The problem is that if your object ID is ever visible outside of the kernel, for example so that untrusted programs in the user area can refer to it, you just gave information about the internal memory layout of the kernel, and that's not supposed to happen.

Modern kernels use what is called KASLR, short for kernel address space layout randomization, specifically to prevent unprivileged users from discovering the exact internal layout of the kernel.

If you've ever opened locks (it's a popular and surprisingly relaxing hobby among hackers and cybersecurity researchers - you can even buy clear locks for educational fun), you'll know it's a lot easier if you already know how the lock works. The mechanism is presented internally.

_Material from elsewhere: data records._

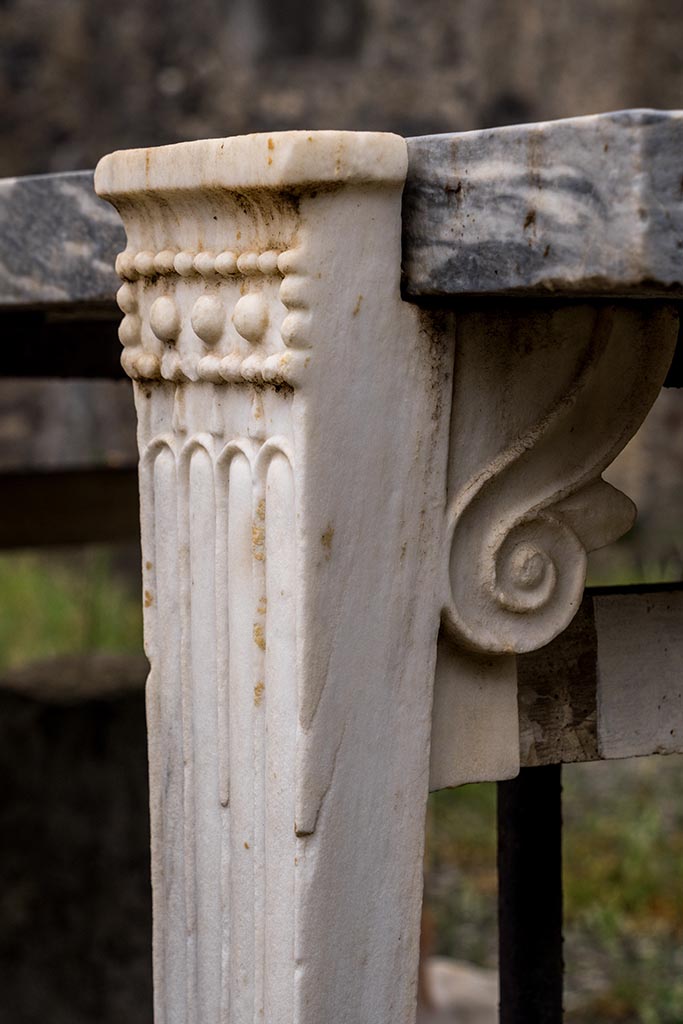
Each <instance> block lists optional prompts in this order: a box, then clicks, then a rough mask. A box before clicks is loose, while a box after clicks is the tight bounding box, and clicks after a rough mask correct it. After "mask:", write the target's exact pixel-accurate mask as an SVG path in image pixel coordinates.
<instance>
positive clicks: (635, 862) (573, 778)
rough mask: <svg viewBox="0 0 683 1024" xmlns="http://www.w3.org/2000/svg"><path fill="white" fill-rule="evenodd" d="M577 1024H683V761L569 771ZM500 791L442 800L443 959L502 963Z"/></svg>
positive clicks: (429, 877)
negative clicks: (500, 907) (461, 958)
mask: <svg viewBox="0 0 683 1024" xmlns="http://www.w3.org/2000/svg"><path fill="white" fill-rule="evenodd" d="M563 780H564V801H563V804H564V901H565V961H566V986H565V987H566V1008H567V1013H566V1021H567V1024H615V1022H618V1024H681V1021H683V800H681V793H683V758H681V757H668V758H663V757H659V758H657V757H652V758H640V759H634V760H632V761H625V762H611V763H610V762H604V763H601V764H595V765H572V766H567V767H565V768H564V771H563ZM495 808H496V795H495V786H493V785H487V784H486V785H473V786H465V787H464V788H462V790H456V791H452V792H450V791H446V792H443V793H438V794H433V795H432V797H431V798H430V804H429V815H428V834H427V855H426V885H425V893H426V902H427V906H428V908H429V914H430V916H431V920H432V922H433V925H434V930H435V940H434V944H435V948H434V952H439V953H442V954H444V955H450V956H455V957H458V958H463V959H469V961H473V962H474V963H477V964H480V965H481V966H484V967H495V966H496V955H497V948H496V946H497V934H496V898H497V895H496V894H497V881H496V830H495V821H496V816H495Z"/></svg>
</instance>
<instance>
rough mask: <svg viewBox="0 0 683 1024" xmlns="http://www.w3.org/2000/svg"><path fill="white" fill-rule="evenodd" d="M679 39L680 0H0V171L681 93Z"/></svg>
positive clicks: (546, 109) (682, 14) (17, 170)
mask: <svg viewBox="0 0 683 1024" xmlns="http://www.w3.org/2000/svg"><path fill="white" fill-rule="evenodd" d="M682 38H683V5H682V4H681V3H680V2H679V0H557V2H551V0H420V2H415V0H413V2H410V0H314V2H308V0H191V2H190V0H118V2H117V3H116V4H105V3H103V2H101V0H2V2H0V41H1V43H0V49H1V54H2V55H1V59H2V65H1V68H0V109H1V110H2V119H1V123H0V176H7V175H12V174H29V173H37V172H43V171H57V170H69V169H76V168H82V167H89V166H93V165H94V163H95V162H96V160H97V159H98V158H99V157H100V156H101V155H102V154H103V153H106V152H108V151H110V150H112V148H121V147H126V146H135V145H155V144H160V143H164V142H170V141H177V140H181V139H189V138H201V137H205V138H206V137H211V136H216V135H221V136H222V135H231V134H239V133H241V132H250V131H261V130H265V131H274V130H278V129H284V128H295V127H298V128H307V129H313V128H352V129H384V130H389V131H397V132H399V133H401V134H405V135H419V134H425V133H429V132H439V131H463V130H466V129H470V128H477V127H487V126H490V125H497V124H505V123H510V122H515V121H516V122H520V121H526V120H540V119H545V118H557V117H566V116H570V115H578V114H588V113H595V112H598V111H604V110H613V109H617V108H624V106H646V105H650V106H665V108H667V106H669V108H672V106H678V105H681V103H682V97H683V58H682V52H681V45H680V44H681V39H682Z"/></svg>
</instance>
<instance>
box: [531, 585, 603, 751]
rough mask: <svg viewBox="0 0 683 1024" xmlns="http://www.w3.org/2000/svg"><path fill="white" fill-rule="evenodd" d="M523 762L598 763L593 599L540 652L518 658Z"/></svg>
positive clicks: (587, 597) (589, 596) (596, 661)
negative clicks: (560, 631)
mask: <svg viewBox="0 0 683 1024" xmlns="http://www.w3.org/2000/svg"><path fill="white" fill-rule="evenodd" d="M517 674H518V684H519V695H518V705H519V730H520V749H521V763H522V765H523V766H525V767H532V766H535V765H544V764H557V763H559V762H562V763H565V764H566V763H571V762H574V761H596V760H598V758H599V753H598V736H597V634H596V629H595V620H594V614H593V598H592V597H591V596H590V595H587V596H586V597H585V598H584V601H583V603H582V605H581V608H580V609H579V612H578V613H577V616H575V618H574V620H573V621H572V622H571V624H570V625H569V626H568V627H567V629H566V630H565V631H564V633H562V634H561V635H560V636H559V637H557V639H555V640H553V641H552V643H549V644H548V645H547V646H546V647H542V648H541V650H537V651H533V652H532V653H529V654H520V655H518V657H517Z"/></svg>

Similarly, knowing exactly what has been loaded inside the kernel almost always makes other errors, such as buffer overflows, much easier to exploit.

What to do?

  • Update your kernel. If you trust the creator of your distribution for the new kernels, make sure you get the latest update. See above for the version numbers where these bugs were fixed.
  • Do not use C programming functions that are known to be problematic. Avoid any memory access feature that does not keep track of the maximum amount of data to use. Keep track of the officially documented "safe C string functions" for your chosen operating system or programming environment and use them whenever you can. This gives you a better chance of preventing memory overload.
  • Do not use memory addresses as "unique" identifiers or identifiers. If you can't use a counter that only increases by 1 at a time, use a random number of at least 128 bits instead. These are sometimes known as UUIDs, for universal unique identifiers. Use a high-quality random font, such as / dev / urandomen on Linux and macOS, or BCryptGenRandom () on Windows.
  • Consider blocking kernel module loading to avoid surprises. If you set the Linux system variable a kernel.modules_disable = 1 once your server has started and is working properly, no more modules can be loaded, either by accident or by design, and this setting can only be disabled by rebooting. Use sysctl -w kernel.modules_disable = 1st echo 1> / proc / sys / kernel / modules_disable.
  • Consider identifying and keeping only the kernel modules you need. You can build a static kernel with only the required modules compiled, or create a kernel package for your servers with all unnecessary modules removed. With a static kernel, you can disable module loading entirely if you want.

Source: Link

About the author: Eduardo Kando Verified Member WiseGroup Manager Verified Member Into Cybersecurity ISA Groups Member Verified Member Into Cybersecurity ISA Groups Member
I am here to help and guide all visitors to the WisePlant website. It will be a pleasure to answer your questions, know your concerns and receive your recommendations to improve our services.